L’enjeu birman dans la politique de désenclavement et de développement de la province du Yunnan
La province chinoise frontalière de la Birmanie, le Yunnan, est l’une des plus pauvres de Chine, enclavée et excentrée du pouvoir central. La stratégie de désenclavement de ses marges frontalières, coïncidant avec l’essor des relations que Pékin entretient avec ses voisins, passe par le débouché birman pour le Yunnan.
Depuis l’ouverture de la frontière en 1988, la Birmanie est devenue le premier débouché économique des entreprises du Yunnan et des multinationales chinoises. Le PIB de cette province a doublé depuis 2000 pour atteindre 200 milliards en 2014, soit trois fois le PIB de la Birmanie presque aussi peuplée.

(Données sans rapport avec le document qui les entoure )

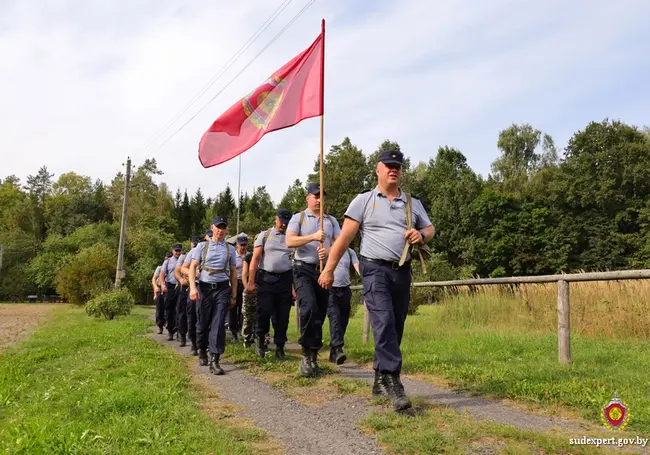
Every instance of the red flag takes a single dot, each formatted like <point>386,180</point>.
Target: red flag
<point>292,94</point>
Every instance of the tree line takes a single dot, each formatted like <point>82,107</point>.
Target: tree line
<point>535,213</point>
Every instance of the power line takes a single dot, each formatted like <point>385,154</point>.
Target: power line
<point>294,19</point>
<point>221,71</point>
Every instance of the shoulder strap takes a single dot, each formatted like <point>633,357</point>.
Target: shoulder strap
<point>409,223</point>
<point>205,252</point>
<point>302,217</point>
<point>266,237</point>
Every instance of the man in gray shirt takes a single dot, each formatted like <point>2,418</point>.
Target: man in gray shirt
<point>160,299</point>
<point>270,277</point>
<point>338,307</point>
<point>170,288</point>
<point>217,284</point>
<point>304,234</point>
<point>380,215</point>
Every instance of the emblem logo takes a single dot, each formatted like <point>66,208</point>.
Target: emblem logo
<point>615,414</point>
<point>262,103</point>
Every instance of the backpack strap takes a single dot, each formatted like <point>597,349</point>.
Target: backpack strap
<point>409,226</point>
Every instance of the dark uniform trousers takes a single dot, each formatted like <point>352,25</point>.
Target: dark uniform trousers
<point>160,310</point>
<point>181,313</point>
<point>171,297</point>
<point>274,301</point>
<point>211,312</point>
<point>312,301</point>
<point>235,314</point>
<point>190,310</point>
<point>387,292</point>
<point>338,312</point>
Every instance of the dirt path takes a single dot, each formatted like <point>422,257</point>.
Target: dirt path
<point>331,427</point>
<point>326,430</point>
<point>18,320</point>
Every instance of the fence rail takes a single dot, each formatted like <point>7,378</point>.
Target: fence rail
<point>563,300</point>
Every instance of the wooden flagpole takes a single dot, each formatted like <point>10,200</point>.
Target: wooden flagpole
<point>322,123</point>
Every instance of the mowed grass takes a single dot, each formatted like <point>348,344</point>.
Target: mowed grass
<point>440,430</point>
<point>505,345</point>
<point>80,385</point>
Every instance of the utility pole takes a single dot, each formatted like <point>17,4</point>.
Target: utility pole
<point>120,274</point>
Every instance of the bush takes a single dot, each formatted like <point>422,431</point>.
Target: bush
<point>87,274</point>
<point>111,304</point>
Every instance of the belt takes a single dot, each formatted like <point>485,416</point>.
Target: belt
<point>305,264</point>
<point>392,264</point>
<point>273,273</point>
<point>218,285</point>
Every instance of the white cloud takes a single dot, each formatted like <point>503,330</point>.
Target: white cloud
<point>84,84</point>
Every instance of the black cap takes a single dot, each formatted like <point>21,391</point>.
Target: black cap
<point>391,157</point>
<point>220,220</point>
<point>314,188</point>
<point>284,215</point>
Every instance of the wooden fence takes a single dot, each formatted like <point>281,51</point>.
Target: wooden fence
<point>563,301</point>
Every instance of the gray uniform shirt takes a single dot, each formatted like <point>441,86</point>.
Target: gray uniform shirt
<point>275,257</point>
<point>188,258</point>
<point>239,262</point>
<point>215,259</point>
<point>383,223</point>
<point>311,224</point>
<point>156,274</point>
<point>342,270</point>
<point>168,268</point>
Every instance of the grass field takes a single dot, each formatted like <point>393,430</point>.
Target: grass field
<point>497,343</point>
<point>85,386</point>
<point>80,385</point>
<point>504,345</point>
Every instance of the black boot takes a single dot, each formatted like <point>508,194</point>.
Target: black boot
<point>306,369</point>
<point>314,362</point>
<point>215,368</point>
<point>339,355</point>
<point>261,347</point>
<point>279,353</point>
<point>396,391</point>
<point>379,388</point>
<point>203,357</point>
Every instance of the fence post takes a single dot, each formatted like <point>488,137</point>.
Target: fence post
<point>366,322</point>
<point>563,322</point>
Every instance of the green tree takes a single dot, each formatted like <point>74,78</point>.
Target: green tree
<point>344,169</point>
<point>39,187</point>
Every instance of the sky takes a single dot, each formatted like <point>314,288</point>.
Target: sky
<point>84,84</point>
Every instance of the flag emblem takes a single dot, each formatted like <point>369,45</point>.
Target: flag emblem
<point>615,414</point>
<point>261,104</point>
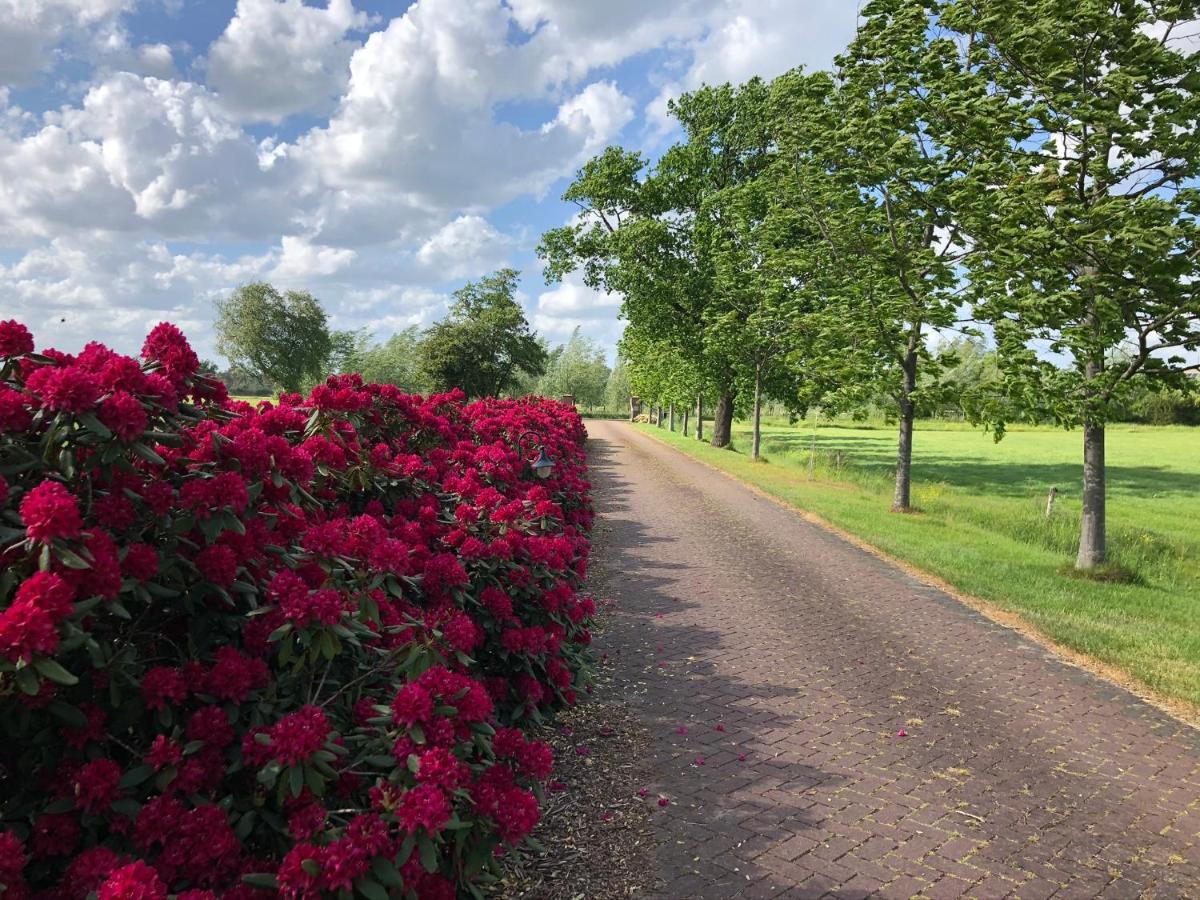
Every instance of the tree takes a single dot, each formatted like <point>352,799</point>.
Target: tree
<point>867,162</point>
<point>281,337</point>
<point>484,343</point>
<point>651,233</point>
<point>577,367</point>
<point>617,389</point>
<point>347,349</point>
<point>766,299</point>
<point>1083,205</point>
<point>395,361</point>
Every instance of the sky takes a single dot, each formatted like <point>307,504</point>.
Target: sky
<point>155,154</point>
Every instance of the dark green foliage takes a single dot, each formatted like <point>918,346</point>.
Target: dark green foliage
<point>485,343</point>
<point>282,339</point>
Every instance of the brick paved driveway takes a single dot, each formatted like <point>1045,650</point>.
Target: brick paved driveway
<point>774,665</point>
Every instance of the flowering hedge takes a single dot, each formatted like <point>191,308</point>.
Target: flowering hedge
<point>287,649</point>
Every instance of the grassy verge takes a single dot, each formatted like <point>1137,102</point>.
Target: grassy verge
<point>982,527</point>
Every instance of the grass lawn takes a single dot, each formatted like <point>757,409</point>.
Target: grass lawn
<point>982,526</point>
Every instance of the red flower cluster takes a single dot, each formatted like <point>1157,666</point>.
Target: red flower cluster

De plus, le potentiel hydro-électrique birman, attise les convoitises des investisseurs chinois pour la construction de barrages, afin d’alimenter les villes champignons comme Kumming. La Chine a une vingtaine de projets de barrages en Birmanie sur les principaux fleuves du pays. Mais 80% de l’électricité produite sera destinée à alimenter la Chine et notamment le Yunnan alors que seulement 30% de la population birmane a accès à l’électricité.

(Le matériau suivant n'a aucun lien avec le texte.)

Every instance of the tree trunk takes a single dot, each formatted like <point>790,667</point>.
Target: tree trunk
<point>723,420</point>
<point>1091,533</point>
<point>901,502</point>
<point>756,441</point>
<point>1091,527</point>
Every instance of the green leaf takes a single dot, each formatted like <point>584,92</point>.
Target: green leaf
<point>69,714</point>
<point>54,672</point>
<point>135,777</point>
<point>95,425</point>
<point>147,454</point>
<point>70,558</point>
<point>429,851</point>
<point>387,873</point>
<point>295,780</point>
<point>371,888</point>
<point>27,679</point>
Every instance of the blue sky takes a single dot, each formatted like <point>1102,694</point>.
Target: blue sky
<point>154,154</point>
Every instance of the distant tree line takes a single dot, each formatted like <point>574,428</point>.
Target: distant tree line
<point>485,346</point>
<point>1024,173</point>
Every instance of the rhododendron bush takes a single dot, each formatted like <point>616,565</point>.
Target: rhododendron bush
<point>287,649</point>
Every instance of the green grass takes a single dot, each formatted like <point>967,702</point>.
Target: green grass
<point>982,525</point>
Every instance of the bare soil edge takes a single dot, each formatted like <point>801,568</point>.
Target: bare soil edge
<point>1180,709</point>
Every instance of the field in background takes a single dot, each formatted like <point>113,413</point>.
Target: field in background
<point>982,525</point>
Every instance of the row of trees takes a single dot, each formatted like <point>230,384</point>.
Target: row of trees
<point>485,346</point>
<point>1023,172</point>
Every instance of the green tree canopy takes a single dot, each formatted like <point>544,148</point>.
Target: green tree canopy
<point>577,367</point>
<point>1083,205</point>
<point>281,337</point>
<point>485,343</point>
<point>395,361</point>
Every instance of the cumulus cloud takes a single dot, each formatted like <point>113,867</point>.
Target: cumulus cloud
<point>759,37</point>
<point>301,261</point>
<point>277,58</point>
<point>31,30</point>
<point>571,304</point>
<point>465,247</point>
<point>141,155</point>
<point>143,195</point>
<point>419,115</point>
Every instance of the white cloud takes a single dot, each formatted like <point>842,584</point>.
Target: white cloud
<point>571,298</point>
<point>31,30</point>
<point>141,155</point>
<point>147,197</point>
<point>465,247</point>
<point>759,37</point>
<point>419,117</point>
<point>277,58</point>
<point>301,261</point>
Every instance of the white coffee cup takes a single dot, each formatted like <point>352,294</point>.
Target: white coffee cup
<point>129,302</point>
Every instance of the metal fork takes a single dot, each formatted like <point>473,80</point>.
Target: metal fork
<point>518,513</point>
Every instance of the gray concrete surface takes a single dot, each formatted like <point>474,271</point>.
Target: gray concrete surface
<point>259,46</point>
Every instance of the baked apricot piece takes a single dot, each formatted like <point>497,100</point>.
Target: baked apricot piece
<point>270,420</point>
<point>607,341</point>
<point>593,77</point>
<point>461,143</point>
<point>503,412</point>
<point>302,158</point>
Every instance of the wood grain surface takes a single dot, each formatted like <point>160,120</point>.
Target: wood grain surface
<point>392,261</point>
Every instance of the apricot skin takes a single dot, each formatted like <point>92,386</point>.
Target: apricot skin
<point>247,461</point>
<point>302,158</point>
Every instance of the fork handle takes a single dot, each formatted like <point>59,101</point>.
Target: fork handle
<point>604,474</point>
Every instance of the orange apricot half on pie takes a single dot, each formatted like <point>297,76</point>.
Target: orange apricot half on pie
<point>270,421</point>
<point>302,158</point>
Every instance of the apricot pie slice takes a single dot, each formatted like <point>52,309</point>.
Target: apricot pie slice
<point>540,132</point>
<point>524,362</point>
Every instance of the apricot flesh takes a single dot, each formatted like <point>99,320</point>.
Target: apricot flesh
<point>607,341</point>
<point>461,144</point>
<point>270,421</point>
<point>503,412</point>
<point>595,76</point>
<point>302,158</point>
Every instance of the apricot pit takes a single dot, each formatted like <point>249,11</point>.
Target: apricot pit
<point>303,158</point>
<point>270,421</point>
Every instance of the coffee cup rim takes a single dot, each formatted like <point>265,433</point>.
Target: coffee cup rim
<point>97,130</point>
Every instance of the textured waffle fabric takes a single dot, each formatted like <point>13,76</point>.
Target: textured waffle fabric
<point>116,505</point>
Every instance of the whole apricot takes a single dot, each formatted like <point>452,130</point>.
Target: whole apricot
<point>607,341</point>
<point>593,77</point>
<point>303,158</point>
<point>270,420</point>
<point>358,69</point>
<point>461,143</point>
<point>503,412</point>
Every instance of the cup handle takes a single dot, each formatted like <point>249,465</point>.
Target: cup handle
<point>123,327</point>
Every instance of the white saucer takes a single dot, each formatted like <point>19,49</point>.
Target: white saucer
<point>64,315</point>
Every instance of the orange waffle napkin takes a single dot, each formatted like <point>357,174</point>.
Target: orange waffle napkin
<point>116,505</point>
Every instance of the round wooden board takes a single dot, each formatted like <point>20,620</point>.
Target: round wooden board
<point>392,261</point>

L’enjeu sécuritaire de la zone transfrontalière sino-birmane : le rôle trouble de la Chine dans les processus transfrontaliers
Les États Shan et Kachin, frontaliers du Yunnan, sont le théâtre de conflits entre les groupes armés ethniques et le gouvernement central depuis l’indépendance. L’enjeu sécuritaire de cette zone transfrontalière est l’un des aspects le plus complexe des relations sino-birmanes.

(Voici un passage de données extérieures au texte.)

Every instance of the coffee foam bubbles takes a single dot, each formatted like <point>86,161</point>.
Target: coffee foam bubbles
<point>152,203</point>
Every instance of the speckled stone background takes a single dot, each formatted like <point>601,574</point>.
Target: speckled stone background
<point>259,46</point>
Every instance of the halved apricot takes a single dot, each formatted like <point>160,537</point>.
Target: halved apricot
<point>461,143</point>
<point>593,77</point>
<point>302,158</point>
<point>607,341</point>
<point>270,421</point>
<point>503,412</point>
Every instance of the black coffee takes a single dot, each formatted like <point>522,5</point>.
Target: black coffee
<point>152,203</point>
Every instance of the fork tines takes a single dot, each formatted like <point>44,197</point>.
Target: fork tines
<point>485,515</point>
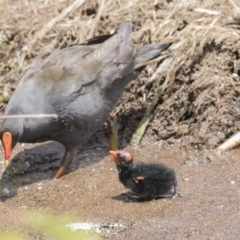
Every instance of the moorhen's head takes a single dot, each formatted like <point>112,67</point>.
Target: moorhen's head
<point>10,134</point>
<point>122,158</point>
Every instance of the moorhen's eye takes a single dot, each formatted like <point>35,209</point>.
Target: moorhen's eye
<point>120,156</point>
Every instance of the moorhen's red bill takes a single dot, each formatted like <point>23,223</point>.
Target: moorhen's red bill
<point>80,85</point>
<point>146,180</point>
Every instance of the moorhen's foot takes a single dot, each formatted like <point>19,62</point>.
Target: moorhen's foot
<point>113,125</point>
<point>66,161</point>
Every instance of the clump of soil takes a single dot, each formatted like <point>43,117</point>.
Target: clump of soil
<point>200,105</point>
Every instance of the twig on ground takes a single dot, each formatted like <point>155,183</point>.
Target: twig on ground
<point>142,126</point>
<point>231,143</point>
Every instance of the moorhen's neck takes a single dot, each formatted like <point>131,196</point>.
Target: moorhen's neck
<point>13,126</point>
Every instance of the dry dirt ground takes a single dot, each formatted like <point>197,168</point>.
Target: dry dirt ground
<point>198,110</point>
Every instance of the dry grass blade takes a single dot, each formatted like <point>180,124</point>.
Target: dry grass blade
<point>142,126</point>
<point>231,143</point>
<point>39,35</point>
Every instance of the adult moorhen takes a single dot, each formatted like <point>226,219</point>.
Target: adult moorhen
<point>147,180</point>
<point>80,85</point>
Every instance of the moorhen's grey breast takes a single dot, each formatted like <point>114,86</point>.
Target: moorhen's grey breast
<point>81,85</point>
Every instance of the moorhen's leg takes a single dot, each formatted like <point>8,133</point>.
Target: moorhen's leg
<point>66,161</point>
<point>113,125</point>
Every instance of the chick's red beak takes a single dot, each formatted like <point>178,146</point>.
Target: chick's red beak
<point>7,145</point>
<point>115,156</point>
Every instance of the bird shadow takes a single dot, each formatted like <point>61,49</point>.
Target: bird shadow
<point>130,197</point>
<point>41,162</point>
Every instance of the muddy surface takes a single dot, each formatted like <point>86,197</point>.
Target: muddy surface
<point>198,110</point>
<point>207,208</point>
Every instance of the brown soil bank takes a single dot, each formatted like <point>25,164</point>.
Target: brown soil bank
<point>199,109</point>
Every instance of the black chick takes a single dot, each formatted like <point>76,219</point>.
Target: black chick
<point>147,180</point>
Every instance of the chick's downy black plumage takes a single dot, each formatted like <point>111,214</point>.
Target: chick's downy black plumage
<point>146,180</point>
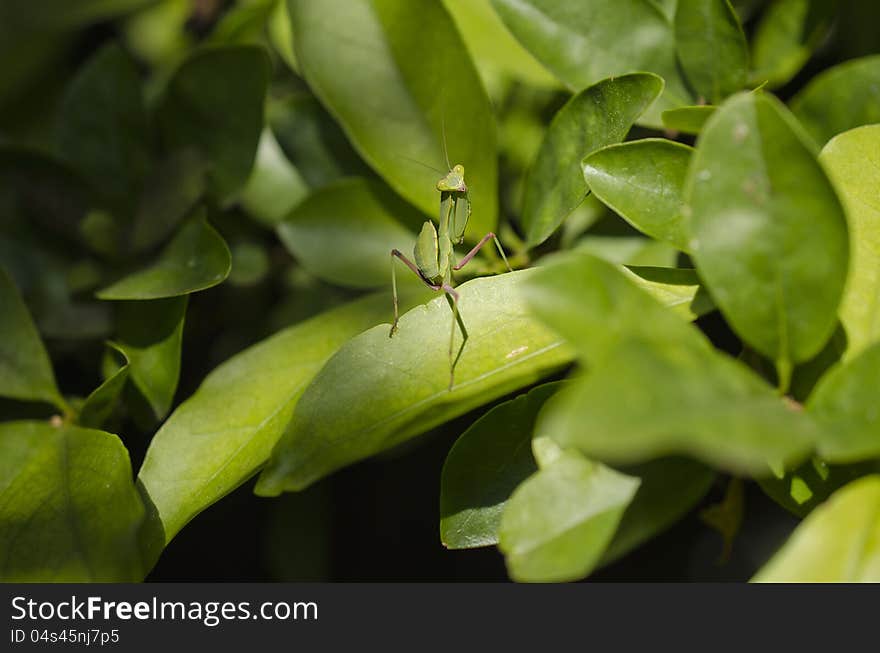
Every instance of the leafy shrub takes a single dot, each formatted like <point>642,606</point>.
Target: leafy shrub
<point>687,190</point>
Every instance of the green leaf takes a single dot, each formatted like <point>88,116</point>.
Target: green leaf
<point>584,42</point>
<point>222,434</point>
<point>69,511</point>
<point>557,524</point>
<point>852,164</point>
<point>397,76</point>
<point>688,120</point>
<point>25,369</point>
<point>344,232</point>
<point>803,488</point>
<point>597,116</point>
<point>845,405</point>
<point>196,258</point>
<point>275,186</point>
<point>492,46</point>
<point>99,405</point>
<point>785,38</point>
<point>643,182</point>
<point>396,388</point>
<point>170,194</point>
<point>150,335</point>
<point>711,47</point>
<point>840,98</point>
<point>668,489</point>
<point>312,141</point>
<point>768,233</point>
<point>483,468</point>
<point>655,386</point>
<point>838,543</point>
<point>214,103</point>
<point>103,130</point>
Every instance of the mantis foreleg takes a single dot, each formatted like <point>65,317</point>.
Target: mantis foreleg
<point>412,266</point>
<point>485,239</point>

Ces régions, très riches en ressources naturelles, attisent les convoitises pour leur contrôle. La Chine soutiendrait indirectement certains groupes armés ethniques comme les Wa (vivant des deux côtés de la frontière : 400 000 en Birmanie, et 600 000 dans le Yunnan) en leur fournissant des armes, pour maintenir son influence dans le nord du pays et sur la frontière, afin de garder le contrôle sur le trafic illicite qui rapportent des milliards de dollars aux groupes ethniques et à la Chine).
Cette instrumentalisation des conflits ethniques par la Chine est toutefois contrebalancée par son besoin de coopérer avec le gouvernement birman pour faire diminuer le niveau de criminalité transfrontalière, lié aux trafics, qui porte préjudice au développement économique et à la stabilité sociale du Yunnan. La Chine a également besoin de sécuriser son oléoduc qui traverse des zones instables. Les projets routiers qu’elle finance sont aussi un moyen pour la Tatmadaw d’accéder plus rapidement et facilement à certaines zones rebelles, et d’apporter à la Chine ce besoin de garantie sécuritaire autour de ses projets. D’autant plus qu’au cours des dernières années, les conflits armés ont conduit à des tensions le long de la frontière et à des bombardements en territoire chinois. La Chine a dû faire face à l’arrivée massive de minorités birmanes fuyant les conflits, sur son territoire, provoquant une hausse des prix de la zone frontalière et un mécontentement fort de la population chinoise.